Obama’s Top-and-Bottom Coalition Shows Signs of Strain
America’s two major political parties are inevitably coalitions, forced by the winner-take-all Electoral College and the need of candidates in single-member congressional districts to amass 50 percent of the vote, or nearly that, to win election. In a nation of America’s cultural variety, that means holding together groups that have different priorities and conflicting positions on issues. So coalitions don’t last forever, and change composition over time. John Kennedy’s Democratic coalition united white Southerners and northern Catholics. Half a century later, Republican Mitt Romney carried white Southerners and white Catholics by wide margins.
America’s two major political parties are inevitably coalitions, forced by the winner-take-all Electoral College and the need of candidates in single-member congressional districts to amass 50 percent of the vote, or nearly that, to win election.
In a nation of America’s cultural variety, that means holding together groups that have different priorities and conflicting positions on issues.
So coalitions don’t last forever, and change composition over time. John Kennedy’s Democratic coalition united white Southerners and northern Catholics. Half a century later, Republican Mitt Romney carried white Southerners and white Catholics by wide margins.
Barack Obama’s Democratic Party is a top-and-bottom coalition, with affluent gentry liberals and blacks, single women, recent Hispanic immigrants and young voters – all groups of little political heft in Kennedy’s day.
Now in the sixth year of the Obama presidency, with his job approval stuck below 50 percent, there are signs of strain. And choices made earlier, when Democrats held congressional supermajorities, are starting to prove troublesome.
One choice was to not bring forward immigration legislation that would provide a path to legalization for immigrants in the country unlawfully. This was a top priority for the Hispanic Caucus, but Obama and Democratic congressional leaders chose not to advance an issue that would cost them the support of some Democrats and require Republican votes.
During the 2012 campaign, this caused Obama few problems, except for some pointed questions in a Univision interview. But the president’s job approval among Hispanics plummeted 23 points in 2013, according to Gallup – more than any other demographic group.
And it may be plummeting even more. Hispanics are more likely than average to lack health insurance, and Obamacare was supposed to help. But, with a Spanish language website non-functional for two months, few uninsured Hispanics seem to have signed up, and the latest Pew Research Center poll shows Obamacare approval among Hispanics down to 47 percent.
One issue the Obama Democrats put ahead of immigration was global warming. In June 2009, Nancy Pelosi’s House passed a cap-and-trade bill. That had political costs – it was a career-ender for many Blue Dog Democrats – and the issue never reached the Senate floor even when there were 60 Democrats there.

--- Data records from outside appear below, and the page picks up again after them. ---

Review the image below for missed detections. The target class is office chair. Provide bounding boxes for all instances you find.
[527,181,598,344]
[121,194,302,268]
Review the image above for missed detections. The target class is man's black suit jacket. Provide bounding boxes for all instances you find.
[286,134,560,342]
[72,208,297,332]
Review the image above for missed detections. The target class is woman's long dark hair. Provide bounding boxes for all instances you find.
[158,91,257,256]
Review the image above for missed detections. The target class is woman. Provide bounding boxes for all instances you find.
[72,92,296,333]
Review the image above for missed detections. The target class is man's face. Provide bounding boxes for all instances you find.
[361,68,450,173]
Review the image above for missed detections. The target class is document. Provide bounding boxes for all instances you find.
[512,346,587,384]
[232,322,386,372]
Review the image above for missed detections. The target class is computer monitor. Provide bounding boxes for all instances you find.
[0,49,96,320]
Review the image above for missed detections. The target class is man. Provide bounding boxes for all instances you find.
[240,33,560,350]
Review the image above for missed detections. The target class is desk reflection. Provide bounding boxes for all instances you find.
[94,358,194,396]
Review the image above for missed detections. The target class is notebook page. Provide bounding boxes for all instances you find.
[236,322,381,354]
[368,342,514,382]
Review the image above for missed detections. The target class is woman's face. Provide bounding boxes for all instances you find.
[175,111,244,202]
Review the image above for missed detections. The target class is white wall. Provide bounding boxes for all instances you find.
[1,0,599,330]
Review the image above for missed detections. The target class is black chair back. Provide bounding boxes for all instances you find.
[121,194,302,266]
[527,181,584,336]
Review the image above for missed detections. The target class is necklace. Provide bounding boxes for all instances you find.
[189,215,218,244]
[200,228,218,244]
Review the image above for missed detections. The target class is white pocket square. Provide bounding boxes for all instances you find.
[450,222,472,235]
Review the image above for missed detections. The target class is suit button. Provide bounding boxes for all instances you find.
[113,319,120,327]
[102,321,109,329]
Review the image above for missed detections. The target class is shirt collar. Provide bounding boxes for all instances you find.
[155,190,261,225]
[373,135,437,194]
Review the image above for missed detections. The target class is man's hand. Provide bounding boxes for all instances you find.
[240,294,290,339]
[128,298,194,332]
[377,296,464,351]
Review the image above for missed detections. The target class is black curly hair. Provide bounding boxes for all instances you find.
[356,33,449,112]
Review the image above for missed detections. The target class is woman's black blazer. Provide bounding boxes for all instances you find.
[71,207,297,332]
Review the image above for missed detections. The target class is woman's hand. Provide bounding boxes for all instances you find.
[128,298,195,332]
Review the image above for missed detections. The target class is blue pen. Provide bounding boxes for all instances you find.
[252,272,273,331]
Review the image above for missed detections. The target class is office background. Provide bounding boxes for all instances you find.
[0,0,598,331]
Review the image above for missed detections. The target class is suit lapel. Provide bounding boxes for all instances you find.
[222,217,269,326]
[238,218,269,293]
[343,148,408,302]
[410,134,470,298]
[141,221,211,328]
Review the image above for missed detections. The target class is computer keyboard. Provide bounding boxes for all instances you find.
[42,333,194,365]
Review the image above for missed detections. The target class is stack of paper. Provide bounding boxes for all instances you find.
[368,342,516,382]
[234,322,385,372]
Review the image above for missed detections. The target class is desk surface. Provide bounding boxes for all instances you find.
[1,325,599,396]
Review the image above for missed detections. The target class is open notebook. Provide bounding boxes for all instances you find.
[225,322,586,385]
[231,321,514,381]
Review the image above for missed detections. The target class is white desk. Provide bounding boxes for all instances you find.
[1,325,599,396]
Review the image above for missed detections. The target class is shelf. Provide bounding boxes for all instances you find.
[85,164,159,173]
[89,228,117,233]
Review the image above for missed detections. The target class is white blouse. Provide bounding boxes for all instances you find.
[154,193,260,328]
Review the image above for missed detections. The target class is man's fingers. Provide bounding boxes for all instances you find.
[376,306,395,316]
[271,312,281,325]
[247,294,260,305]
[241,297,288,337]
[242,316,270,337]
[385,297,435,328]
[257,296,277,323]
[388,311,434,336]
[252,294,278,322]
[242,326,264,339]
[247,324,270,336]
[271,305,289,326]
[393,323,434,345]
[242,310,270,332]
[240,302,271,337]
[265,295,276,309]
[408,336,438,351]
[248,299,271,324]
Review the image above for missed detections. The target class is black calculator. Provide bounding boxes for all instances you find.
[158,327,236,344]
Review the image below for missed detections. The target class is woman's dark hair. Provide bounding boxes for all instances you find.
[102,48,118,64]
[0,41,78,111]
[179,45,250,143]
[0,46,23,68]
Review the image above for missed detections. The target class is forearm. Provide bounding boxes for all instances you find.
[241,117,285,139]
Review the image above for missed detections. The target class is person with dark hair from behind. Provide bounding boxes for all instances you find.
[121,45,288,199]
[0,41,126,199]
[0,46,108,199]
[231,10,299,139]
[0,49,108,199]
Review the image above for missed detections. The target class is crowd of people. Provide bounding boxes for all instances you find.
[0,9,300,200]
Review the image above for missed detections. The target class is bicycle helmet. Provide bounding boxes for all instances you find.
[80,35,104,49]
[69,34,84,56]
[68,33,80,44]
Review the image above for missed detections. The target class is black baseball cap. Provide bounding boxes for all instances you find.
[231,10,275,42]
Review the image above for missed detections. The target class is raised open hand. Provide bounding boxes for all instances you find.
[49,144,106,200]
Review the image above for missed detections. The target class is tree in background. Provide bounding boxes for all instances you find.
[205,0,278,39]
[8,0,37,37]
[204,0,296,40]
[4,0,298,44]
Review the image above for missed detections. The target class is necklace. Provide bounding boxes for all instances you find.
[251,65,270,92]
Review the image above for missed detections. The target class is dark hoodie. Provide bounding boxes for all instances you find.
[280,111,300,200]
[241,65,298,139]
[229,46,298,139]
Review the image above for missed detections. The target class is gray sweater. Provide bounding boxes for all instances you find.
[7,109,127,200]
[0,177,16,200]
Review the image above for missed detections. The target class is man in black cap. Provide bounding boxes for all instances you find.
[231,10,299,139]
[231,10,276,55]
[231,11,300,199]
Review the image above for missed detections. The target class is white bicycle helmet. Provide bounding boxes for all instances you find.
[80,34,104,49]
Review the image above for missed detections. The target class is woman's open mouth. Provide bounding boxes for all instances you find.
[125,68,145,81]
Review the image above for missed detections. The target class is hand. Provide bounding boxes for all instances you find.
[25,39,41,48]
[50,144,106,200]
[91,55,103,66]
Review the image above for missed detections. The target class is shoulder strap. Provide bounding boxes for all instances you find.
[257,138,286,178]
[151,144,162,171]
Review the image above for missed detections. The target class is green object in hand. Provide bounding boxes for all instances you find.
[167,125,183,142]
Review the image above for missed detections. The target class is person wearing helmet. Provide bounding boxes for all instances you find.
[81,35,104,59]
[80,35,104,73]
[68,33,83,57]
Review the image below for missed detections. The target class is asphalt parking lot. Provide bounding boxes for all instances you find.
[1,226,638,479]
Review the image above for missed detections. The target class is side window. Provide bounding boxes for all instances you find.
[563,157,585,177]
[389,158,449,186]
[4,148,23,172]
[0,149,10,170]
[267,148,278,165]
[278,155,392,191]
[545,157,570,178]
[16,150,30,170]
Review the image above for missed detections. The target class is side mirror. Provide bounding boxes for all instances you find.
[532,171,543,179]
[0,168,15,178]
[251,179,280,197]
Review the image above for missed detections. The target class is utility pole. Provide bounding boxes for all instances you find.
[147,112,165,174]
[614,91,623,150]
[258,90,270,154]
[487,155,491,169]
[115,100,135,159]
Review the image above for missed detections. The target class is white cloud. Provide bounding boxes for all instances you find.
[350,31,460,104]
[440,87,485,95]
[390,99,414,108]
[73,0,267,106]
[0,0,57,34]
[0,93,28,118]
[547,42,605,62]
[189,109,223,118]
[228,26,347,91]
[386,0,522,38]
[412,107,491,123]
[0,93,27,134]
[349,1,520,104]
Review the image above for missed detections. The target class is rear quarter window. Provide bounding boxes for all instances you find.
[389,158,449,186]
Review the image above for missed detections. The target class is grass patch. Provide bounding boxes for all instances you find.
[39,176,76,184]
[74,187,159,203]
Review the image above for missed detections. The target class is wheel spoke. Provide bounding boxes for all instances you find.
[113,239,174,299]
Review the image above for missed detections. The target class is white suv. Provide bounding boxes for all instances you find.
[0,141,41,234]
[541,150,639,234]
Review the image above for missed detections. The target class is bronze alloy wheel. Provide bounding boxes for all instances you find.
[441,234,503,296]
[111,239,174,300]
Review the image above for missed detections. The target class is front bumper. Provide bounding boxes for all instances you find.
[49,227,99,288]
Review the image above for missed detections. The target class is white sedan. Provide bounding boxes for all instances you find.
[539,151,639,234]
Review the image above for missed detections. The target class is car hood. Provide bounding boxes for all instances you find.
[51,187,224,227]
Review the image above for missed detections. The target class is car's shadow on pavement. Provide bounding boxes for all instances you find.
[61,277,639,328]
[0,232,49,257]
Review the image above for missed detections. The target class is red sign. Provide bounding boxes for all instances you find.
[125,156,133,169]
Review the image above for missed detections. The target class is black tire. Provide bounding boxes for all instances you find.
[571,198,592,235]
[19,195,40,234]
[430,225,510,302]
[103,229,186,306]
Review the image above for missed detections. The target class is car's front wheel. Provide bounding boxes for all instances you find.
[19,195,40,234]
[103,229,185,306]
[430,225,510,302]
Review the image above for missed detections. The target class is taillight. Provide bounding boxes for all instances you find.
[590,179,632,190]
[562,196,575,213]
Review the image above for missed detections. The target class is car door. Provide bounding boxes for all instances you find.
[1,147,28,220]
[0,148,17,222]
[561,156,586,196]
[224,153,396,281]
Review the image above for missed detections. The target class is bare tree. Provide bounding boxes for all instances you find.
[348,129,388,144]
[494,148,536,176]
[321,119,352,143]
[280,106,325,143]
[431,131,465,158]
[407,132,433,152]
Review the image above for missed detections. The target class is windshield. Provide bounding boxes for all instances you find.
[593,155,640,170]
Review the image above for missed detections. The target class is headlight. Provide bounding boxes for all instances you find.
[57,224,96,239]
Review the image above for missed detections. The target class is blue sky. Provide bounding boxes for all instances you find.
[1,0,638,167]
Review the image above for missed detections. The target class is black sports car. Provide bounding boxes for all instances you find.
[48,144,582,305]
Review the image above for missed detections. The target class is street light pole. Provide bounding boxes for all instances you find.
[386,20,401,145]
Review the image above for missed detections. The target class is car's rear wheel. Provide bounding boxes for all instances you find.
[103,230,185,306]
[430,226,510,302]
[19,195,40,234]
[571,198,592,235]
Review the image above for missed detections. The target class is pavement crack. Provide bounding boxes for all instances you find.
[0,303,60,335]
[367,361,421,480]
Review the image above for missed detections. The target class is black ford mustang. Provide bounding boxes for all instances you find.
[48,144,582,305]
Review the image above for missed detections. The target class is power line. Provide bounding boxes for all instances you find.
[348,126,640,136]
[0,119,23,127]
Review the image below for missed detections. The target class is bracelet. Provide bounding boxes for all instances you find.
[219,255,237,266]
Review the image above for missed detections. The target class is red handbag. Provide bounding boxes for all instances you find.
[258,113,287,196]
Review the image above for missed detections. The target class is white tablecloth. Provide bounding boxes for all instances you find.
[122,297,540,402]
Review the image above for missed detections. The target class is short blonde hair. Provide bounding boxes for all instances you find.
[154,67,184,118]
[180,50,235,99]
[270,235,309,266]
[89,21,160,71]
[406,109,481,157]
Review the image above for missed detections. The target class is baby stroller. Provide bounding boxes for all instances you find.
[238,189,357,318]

But it was a top priority for green gentry liberals. Green in their concern for the environment – and green in terms of money. This year, San Francisco hedge fund billionaire Tom Steyer pledged to spend $100 million to elect candidates opposed to the Keystone XL pipeline.
Upwards of 60 percent of voters favor a permit for Keystone XL. Canada is a safe source of energy, and pipelines are the safest way to transport oil. But Obama has held up the approval process for five years – longer than it took America to get from Pearl Harbor to the surrender of Germany and Japan. Money talks.
Some analysts have argued that opposing Keystone XL will appeal to young voters, the Millennial generation that voted 66 and 60 percent for Obama in 2008 and 2012. But Pew reports that Millennials are less likely than their elders to describe themselves as environmentalists; only 32 percent do so.
Speaking of Millennials, it is hard to see what they have gotten from the Obama Democrats. The 2009 stimulus package, Princeton political scientist Julian Zelizer points out, sent money to states to protect jobs of public employee union members rather than create new jobs for young people.
The public employee unions, after all, give lots of money to Democrats. The Millennials, the chumps, just give them votes – or did.
Millennials also came out on the short end of Obamacare, which was designed to have under-30s with negative net worth subsidize premiums for peak-net-worth elders aged 50 to 64. Evidently, Obamacare’s architects were focused on whom they could pay off rather than whom they were gouging.
Democrats have also been split on charter schools, with New York Mayor Bill de Blasio and teacher unions trying to shut them down while New York Gov. Andrew Cuomo cheers on the low-income parents rallying for them.
Obama and Education Secretary Arne Duncan have a mixed record on the issue. State Democrats face internal fights between teacher unions and parents.
National Democrats meanwhile are flailing on Obamacare. Senate Democrats, in panic over adverse polls, are thinking of legislating fixes, while the administration keeps rewriting the law.
It’s still true that Republicans are having a hard time assembling a majority coalition. But the Democrats’ majority coalition seems to be breaking down.